Build Military turns also recover readiness, and they roll for missile production if you've researched enough warfare tech.
Private market shortcut
Especially early in the season, the private market is faster than industrial production. You spend cash directly and get units instantly — no turns, no waiting for buildings. The trade-off is price: the private market is more expensive per unit than producing your own. See the Market page for when each makes sense.
Readiness
Readiness is a single percentage that tracks how much fight your army has left. Every attack you launch drains some readiness. It recovers over time and faster when you spend Build Military turns. Low readiness reduces your effective strength on both attack and defense — at very low readiness, you're basically defenseless.
Upkeep
Every unit you own costs money to maintain each tick — except spies, which are basically free. Military bases reduce the upkeep cost. Higher military technology lowers it further. Government also matters — some governments have meaningfully cheaper upkeep than others.
Big armies are expensive to keep. Many seasoned players run a leaner standing force and surge military production right before a planned attack window. Others run a heavy permanent army to scare attackers off. Both work.
Missiles
Four missile types unlock as you research warfare technology:
- Chemical missiles — anti-population payload. Kill civilians, slow the target's economy.
- Cruise missiles — anti-military payload. Damage units and drain readiness.
- EMP missiles — disrupt the target's systems.
- Nuclear missiles — the heaviest payload. Hard to come by, devastating to receive.

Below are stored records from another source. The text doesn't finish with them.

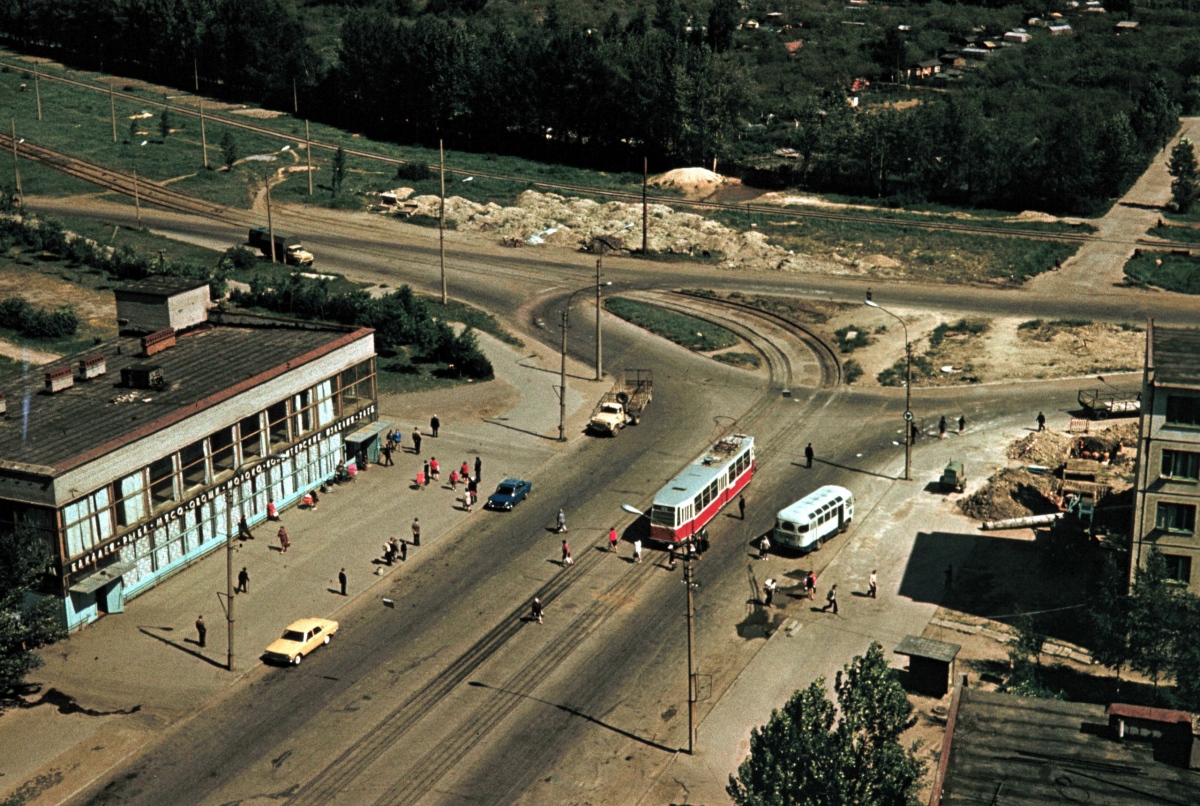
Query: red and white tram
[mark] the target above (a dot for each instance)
(694, 498)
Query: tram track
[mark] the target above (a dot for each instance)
(613, 194)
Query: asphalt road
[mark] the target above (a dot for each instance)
(450, 696)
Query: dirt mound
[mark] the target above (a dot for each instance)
(1011, 493)
(1045, 447)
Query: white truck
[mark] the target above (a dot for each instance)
(624, 404)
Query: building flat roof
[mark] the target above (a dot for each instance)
(52, 433)
(1175, 353)
(1021, 751)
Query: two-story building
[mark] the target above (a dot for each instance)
(124, 457)
(1168, 482)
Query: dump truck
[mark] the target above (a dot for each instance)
(1102, 404)
(624, 404)
(287, 247)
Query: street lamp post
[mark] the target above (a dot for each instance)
(907, 390)
(562, 372)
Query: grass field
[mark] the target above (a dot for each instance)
(679, 328)
(1171, 272)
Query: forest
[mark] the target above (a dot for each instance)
(1061, 124)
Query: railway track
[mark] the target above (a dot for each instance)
(615, 194)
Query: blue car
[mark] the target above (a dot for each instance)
(509, 493)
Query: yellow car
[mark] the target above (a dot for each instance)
(300, 638)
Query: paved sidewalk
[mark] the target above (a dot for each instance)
(111, 686)
(910, 535)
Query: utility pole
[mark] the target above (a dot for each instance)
(229, 593)
(16, 166)
(442, 234)
(307, 150)
(691, 651)
(270, 226)
(599, 262)
(646, 217)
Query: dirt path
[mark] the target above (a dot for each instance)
(1098, 268)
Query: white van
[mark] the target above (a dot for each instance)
(816, 517)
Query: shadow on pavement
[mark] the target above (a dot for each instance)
(575, 711)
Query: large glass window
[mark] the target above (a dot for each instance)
(221, 450)
(277, 425)
(1176, 517)
(1183, 410)
(162, 482)
(251, 432)
(1179, 567)
(1181, 464)
(193, 465)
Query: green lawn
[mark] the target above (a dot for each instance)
(689, 331)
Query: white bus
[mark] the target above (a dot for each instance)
(816, 517)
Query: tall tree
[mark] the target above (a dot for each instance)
(25, 623)
(816, 755)
(1186, 181)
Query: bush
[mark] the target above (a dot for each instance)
(413, 172)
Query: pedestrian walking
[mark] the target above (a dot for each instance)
(831, 601)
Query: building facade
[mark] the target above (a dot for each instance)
(141, 457)
(1168, 482)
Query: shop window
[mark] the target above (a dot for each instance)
(1182, 410)
(251, 431)
(1176, 517)
(193, 465)
(1181, 464)
(131, 499)
(221, 451)
(277, 425)
(162, 482)
(1179, 567)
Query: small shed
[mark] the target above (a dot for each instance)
(930, 663)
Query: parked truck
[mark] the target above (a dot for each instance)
(624, 404)
(1103, 404)
(287, 247)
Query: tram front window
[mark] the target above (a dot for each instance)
(663, 516)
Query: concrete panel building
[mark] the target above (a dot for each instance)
(121, 458)
(1168, 481)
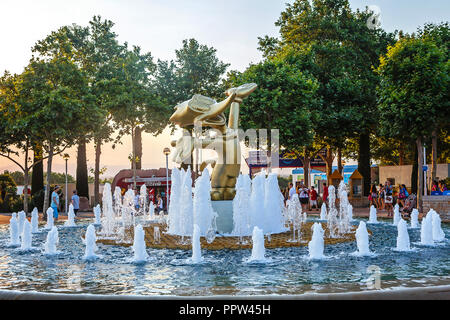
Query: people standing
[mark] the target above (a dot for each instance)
(313, 198)
(55, 202)
(325, 193)
(304, 197)
(75, 200)
(388, 198)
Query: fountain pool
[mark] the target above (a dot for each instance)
(224, 271)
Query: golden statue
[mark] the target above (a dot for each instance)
(206, 112)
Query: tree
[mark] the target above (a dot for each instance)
(283, 100)
(343, 52)
(96, 50)
(413, 92)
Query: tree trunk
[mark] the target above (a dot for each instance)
(47, 186)
(98, 151)
(25, 184)
(306, 161)
(433, 156)
(364, 161)
(138, 147)
(82, 184)
(420, 173)
(340, 166)
(133, 160)
(414, 172)
(37, 175)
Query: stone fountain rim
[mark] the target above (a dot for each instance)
(441, 292)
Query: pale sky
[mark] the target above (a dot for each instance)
(158, 26)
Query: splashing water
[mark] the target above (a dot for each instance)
(373, 214)
(71, 217)
(90, 239)
(35, 221)
(26, 236)
(51, 241)
(14, 231)
(203, 213)
(397, 215)
(402, 236)
(323, 212)
(258, 249)
(415, 218)
(426, 231)
(362, 240)
(196, 247)
(316, 245)
(241, 206)
(139, 246)
(50, 221)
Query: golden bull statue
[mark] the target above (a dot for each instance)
(206, 112)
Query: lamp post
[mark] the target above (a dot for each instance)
(66, 157)
(166, 152)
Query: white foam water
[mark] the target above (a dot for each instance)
(316, 245)
(50, 221)
(362, 240)
(90, 240)
(403, 243)
(70, 222)
(415, 218)
(139, 246)
(373, 214)
(35, 221)
(51, 242)
(14, 230)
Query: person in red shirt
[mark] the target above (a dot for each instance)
(313, 198)
(325, 193)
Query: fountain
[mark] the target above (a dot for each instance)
(241, 207)
(22, 217)
(108, 219)
(35, 221)
(70, 217)
(273, 206)
(14, 240)
(402, 236)
(50, 221)
(373, 215)
(51, 242)
(350, 212)
(26, 236)
(323, 212)
(196, 247)
(438, 233)
(139, 247)
(156, 235)
(362, 240)
(397, 215)
(258, 249)
(203, 213)
(332, 221)
(426, 231)
(316, 245)
(415, 218)
(91, 247)
(97, 215)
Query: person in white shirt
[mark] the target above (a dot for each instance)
(292, 190)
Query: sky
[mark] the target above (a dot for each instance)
(159, 26)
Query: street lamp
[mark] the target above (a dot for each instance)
(66, 157)
(166, 152)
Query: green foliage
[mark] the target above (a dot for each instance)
(196, 70)
(413, 93)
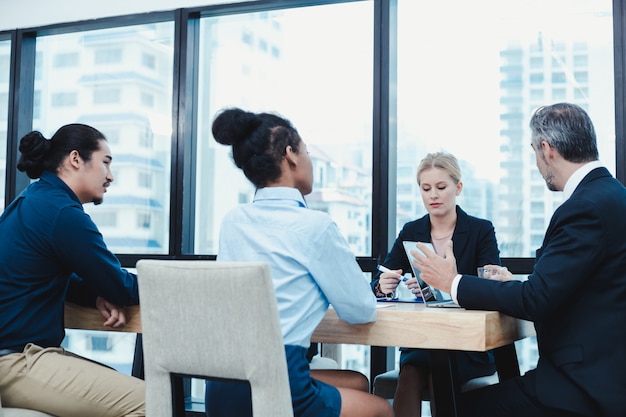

Missiles don't roll automatically — you need warfare tech for the chance to produce one during a Build Military turn, and a higher level for the chance to produce the bigger payloads. Stockpiled missiles wait in your arsenal until you fire them. They are not affected by readiness. They are affected by the defender's SDI tech, which can intercept incoming missiles before they land.
War Room
The War Room screen (linked from your dashboard) shows readiness, GDI status, your missile arsenal, your active wars, and the history of every attack you've launched or received. It's the central place to plan and audit your military.